One subtle detail links the rooms to the public spaces; the aforementioned interplay between new and old. Roberts’ expert use of bespoke furnishing in bold colours may downplay the Georgian elements but does not take away from it. Instead, it’s the lush colour scheme that intrinsically draws guests back to the darker mood downstairs, which celebrates the building’s style, albeit with an Ovolo touch. Likewise, the unique floor plan of each room quietly hints at their former function in the surgeon’s practice. Room 103 was the waiting and examination room, while its split-level loft was actually an extension during its first renovation (date unknown). The latter, surprisingly, played into the team’s cards, and offers floor-to-ceiling views of Brisbane’s skyline.

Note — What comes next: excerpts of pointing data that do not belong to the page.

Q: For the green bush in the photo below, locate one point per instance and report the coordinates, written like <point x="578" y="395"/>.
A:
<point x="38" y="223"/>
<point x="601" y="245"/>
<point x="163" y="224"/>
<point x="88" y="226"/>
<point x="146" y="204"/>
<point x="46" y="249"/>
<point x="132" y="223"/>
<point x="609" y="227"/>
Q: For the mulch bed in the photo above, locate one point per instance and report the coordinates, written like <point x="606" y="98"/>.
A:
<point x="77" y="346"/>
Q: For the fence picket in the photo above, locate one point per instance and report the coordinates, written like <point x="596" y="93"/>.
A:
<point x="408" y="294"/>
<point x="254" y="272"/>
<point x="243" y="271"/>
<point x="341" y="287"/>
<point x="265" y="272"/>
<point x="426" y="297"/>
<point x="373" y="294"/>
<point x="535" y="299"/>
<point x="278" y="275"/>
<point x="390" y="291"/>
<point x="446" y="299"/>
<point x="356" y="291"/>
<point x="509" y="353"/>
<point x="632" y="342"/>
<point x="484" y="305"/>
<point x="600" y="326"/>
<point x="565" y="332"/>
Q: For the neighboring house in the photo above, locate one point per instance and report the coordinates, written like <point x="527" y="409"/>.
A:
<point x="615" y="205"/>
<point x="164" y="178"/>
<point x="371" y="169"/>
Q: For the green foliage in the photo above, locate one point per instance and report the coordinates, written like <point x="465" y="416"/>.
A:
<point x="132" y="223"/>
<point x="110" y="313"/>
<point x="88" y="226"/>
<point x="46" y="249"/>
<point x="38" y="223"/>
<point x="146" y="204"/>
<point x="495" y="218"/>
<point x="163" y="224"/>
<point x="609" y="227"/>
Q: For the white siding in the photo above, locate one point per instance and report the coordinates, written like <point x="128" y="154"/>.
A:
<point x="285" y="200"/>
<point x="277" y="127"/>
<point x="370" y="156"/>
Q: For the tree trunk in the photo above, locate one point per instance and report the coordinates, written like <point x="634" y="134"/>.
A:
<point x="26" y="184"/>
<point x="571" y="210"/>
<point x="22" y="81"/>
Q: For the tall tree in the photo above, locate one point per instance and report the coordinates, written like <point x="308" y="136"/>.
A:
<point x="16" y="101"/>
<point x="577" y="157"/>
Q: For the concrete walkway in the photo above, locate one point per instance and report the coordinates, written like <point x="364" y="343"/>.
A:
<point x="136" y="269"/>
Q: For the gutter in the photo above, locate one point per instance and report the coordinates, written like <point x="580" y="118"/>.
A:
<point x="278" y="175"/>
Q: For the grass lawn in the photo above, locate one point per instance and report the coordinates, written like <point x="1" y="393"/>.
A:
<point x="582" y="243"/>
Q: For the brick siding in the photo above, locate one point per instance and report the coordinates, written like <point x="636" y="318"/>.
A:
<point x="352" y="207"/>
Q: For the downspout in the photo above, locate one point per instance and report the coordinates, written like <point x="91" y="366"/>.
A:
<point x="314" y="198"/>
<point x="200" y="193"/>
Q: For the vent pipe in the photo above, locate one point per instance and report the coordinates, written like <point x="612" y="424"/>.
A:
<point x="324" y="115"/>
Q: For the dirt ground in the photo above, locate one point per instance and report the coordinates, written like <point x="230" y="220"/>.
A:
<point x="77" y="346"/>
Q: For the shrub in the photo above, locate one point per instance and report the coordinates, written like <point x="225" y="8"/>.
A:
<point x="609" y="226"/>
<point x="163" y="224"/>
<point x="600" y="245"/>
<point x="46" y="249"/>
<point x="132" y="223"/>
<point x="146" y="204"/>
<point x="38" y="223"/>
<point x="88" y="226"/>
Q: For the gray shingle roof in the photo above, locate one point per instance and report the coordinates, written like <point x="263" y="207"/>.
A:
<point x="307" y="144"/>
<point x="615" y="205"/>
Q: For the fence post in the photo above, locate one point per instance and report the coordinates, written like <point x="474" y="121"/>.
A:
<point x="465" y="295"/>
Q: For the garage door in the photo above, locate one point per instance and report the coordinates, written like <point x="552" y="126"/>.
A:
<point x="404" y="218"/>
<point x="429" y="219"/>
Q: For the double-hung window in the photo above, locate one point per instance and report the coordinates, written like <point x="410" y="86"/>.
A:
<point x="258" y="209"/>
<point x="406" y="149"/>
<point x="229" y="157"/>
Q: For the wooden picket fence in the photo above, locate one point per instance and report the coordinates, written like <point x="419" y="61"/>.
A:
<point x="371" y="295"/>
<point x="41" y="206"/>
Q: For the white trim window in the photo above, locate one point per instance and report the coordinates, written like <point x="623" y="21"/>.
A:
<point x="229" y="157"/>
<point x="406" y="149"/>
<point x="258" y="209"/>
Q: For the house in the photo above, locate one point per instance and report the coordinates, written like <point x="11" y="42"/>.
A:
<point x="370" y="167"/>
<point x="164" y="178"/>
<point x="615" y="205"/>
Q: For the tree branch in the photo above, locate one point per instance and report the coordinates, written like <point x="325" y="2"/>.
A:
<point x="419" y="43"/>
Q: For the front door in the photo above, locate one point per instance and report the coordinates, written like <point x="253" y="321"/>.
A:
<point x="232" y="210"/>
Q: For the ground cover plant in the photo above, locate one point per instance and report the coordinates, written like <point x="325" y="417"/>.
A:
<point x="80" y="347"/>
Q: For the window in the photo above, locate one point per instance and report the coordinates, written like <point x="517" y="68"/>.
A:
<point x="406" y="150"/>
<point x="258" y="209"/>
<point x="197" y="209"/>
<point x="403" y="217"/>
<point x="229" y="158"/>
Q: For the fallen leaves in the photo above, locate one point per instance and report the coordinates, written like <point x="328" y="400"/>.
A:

Its restaurant, Salon de Co, is no different. Defined similarly by dark walls, parquetry floors and towering shelves teeming with books and oddities, it emulates a Parisian salon that’ll make even Gertrude Stein proud. The accompanying bar is brimming with artisan spirits and wines for cocktails that are inspired by the social and artistic cultures from the twenties, thirties and forties. The dishes, however, are modern Australian, courtesy of chef Andy Ashby (who trained under Peter Gilmore and Nelly Robinson). You’ve got Maremma free-range duck with fennel jam, Coffin Bay oysters topped with pomelo and yuzu, plus wattleseed (edible seeds from Australian acacia) in a chocolate lamington for dessert.
Calling Ovolo Inchcolm intriguing is an understatement. It beckons travellers to seek respite and, at the same time, guide them on a different sort of adventure in the city. No longer is it an otherwise forgotten relic of Brisbane’s history, but an enthralling destination putting Wickham Terrace on any frequent flyer’s agenda.
The Cabinet of Curiosities features an oddball mix of knickknacks, which includes Bowie-printed dinner plates, old medical prescriptions and film cameras.The interiors plays on the concept of new versus old by juxtaposing contemporary furnishings against the building’s original silky panels.
While the restaurant, Salon de Co, follows a similar design, it emulates the convival vibes of a Parisian salon. Famed set decorator Kerrie Brown was commissioned to design the many floral murals, upholsteries and staff uniforms to complete the Ovolo Inchcolm’s otherworldly concept.
The rooms employ a lighter ambience while still interplaying new and old elements to intrigue guests.
Towering shelves of oddities, such as books, sculptures and a singular bowling pin, can be found in Salon de Co.